Category Archives: Cees Nooteboom

In The Dutch Mountains – Cees Nooteboom

Before I go any further I think that Cees Nooteboom may have the best name for an author ever. There, now that’s out of the way we may move on as usual, well possibly after saying Cees Nooteboom again a few more time to ourselves, see it is an amazing name. In the latest post during my week ‘going Dutch’ with you all (friends will note I may have been going Dutch on the blog but alas not in the real world, sorry) we take a look at an author who is often described as ‘one of the best living Dutch authors, Cees Nooteboom, and his recently reissued novella aptly named ‘In The Dutch Mountains’.

Maclehose Press, 1984 (2013 edition), paperback, translated by Adrienne Dixon, 159 pages, kindly sent by the publisher

I should state that any book which starts with ‘Once upon a time there was…’ is going to most likely become a firm favourite with me, fairytales are not something that I have grown out of though I will admit I do now prefer the full ‘uncut’ originals to the Disney versions. So the signs were good from the very start of ‘In The Dutch Mountains’ and got even better when I discovered that not only was this going to be a retelling of Hans Christian Anderson’s ‘The Snow Queen’ it is also a book that looks at what makes a fairytale and the nature of writing one.

In the heat of the summer a road inspector sits in an empty classroom and writes. Inspired by one of the years he spent inspecting the roads from the North to the South of the Netherlands he is inspired to retell the tale of ‘The Snow Queen’ only set in a more current climate and one that shows the harsh differences of the same country in its northern and southern divides. He tells the tale of two circus children, perfect beyond compare, who become lovers and marry until the interest in circuses wanes and who must seek stardom in some other way. Reality TV could be the answer but it is short lives and so they must descend to the darker side of the country and indeed the land of the woman many call the Snow Queen.

As Alfonso, our narrator and also third person in many ways, writes on he simply cannot stop himself from interweaving himself and his thoughts, as a road inspector who also writes, about the world of books, writing and literature into the narrative thread himself. Thus creating a really interesting mixture tale and tale telling and also a sense of oral storytelling yet via print on the page, it is very cleverly delivered so that, as could easily be the case, it never gets on your nerves or really interrupts the flow of the actual story, on the whole.

As we have been formed by the conventions of European literary culture, there is little scope for an individual writer to exercise his imagination; the terminology has been fixed ever since writing began.

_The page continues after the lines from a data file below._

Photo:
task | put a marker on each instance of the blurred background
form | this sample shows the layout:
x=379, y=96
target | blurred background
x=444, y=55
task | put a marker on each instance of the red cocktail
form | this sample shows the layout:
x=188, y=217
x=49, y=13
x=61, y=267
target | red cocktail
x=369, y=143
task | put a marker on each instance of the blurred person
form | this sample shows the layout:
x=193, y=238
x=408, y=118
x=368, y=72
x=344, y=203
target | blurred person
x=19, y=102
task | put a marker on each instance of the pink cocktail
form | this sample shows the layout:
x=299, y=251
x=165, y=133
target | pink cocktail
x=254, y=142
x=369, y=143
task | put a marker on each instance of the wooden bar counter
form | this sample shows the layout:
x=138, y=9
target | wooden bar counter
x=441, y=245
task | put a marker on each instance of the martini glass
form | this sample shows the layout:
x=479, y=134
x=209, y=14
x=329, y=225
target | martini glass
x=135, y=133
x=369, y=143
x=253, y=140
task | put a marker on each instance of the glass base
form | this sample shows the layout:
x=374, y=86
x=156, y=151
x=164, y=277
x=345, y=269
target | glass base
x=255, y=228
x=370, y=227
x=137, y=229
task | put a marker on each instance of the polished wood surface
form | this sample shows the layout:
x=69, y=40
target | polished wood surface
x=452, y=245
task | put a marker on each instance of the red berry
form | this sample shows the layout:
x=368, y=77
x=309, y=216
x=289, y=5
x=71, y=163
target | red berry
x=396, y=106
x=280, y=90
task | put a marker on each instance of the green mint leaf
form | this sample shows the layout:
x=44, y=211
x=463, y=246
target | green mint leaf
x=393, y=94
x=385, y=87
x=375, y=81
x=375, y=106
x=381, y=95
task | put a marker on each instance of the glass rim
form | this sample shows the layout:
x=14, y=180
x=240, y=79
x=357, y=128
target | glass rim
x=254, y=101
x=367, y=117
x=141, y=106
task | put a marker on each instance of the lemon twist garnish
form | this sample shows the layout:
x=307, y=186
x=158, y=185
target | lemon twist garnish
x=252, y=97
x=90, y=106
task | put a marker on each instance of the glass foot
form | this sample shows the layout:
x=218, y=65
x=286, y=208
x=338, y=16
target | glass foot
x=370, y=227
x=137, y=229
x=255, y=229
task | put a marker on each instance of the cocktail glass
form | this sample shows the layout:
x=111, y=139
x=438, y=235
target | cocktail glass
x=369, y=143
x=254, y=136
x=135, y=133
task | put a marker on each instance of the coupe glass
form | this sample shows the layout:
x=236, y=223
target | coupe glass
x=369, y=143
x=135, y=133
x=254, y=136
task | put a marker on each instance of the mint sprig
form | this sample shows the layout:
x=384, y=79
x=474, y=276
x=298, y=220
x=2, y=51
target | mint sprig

Lucia’s hair was, of course, golden. (Like honyseime, the fat of the honey, as someone in the South was to say later.) She had clear blue eyes like a summer sky, her lips were red as cherries, her teeth as white as milk. Anyone who tries to think of other words is mad.

As the book went on I found myself thoroughly enjoying Alfonso (well Nooteboom) and his modern twist on the famous fairytale and also hoping that every page or two he would pop in with a few comments. Towards the end I have to admit there were a couple of occasions that this didn’t work quite as well. At one point when he went on about God and religion for a little too long and I frowned and that really jarred with me. In another Alfonso ends up having a conversation with Plato, Christian Anderson which threw me completely though in the context, and in hindsight, I rather liked.

What is so marvellous about this book is it a case of ‘meta-fiction’ where a story is told, the story behind the story and the telling of it is told and a conversation between the author, or in this cases authors, and reader all plays out in one go simultaneously. It is the first time that this very cunning trick has worked so effectively on me and actually made me want more. The discussion about fairytales, their history, their rules and them vs. myths was so fascinating and so brilliantly done I was hoping Nooteboom, no Alfonso sorry, would decide at the end to retell another so we could natter about it further… in my head, which makes this all sound very weird but is what happens.

‘In The Dutch Mountains’ not only reminded me of why I love a fairy tale but also why I love them…

As soon as you have said “once upon a time”, you have created an extratemporal and extraterritorial reality in which anything is possible. A free-for-all. The characters travel by wild goose or reindeer.

I think it is that sense of endless possibility and escapism that sums up not only what I love about fairytales but what I love about reading. No, I know you might not find characters travelling by reindeer or wild goose in a book by every book you pick up, yet the excitement of experience something ‘other’ is always there when you open the first page. It is rare a book makes you talk to the author, metaphorically and in a one way conversion, about this yet somehow as if by magic that is what Nooteboom does when you go on a journey with him and Alfonso ‘In The Dutch Mountains’.

Have a gander at Stu of Winstons Dad Blog for more thoughts on the book. Who else has read this and what did you make of it? Are you a Nooteboom (I can’t get enough of that surname) and if so which other of his novels would you recommend? What are your thoughts about meta-fiction and those narrators who interject and discuss things with the reader, does it work for you or simply put you off?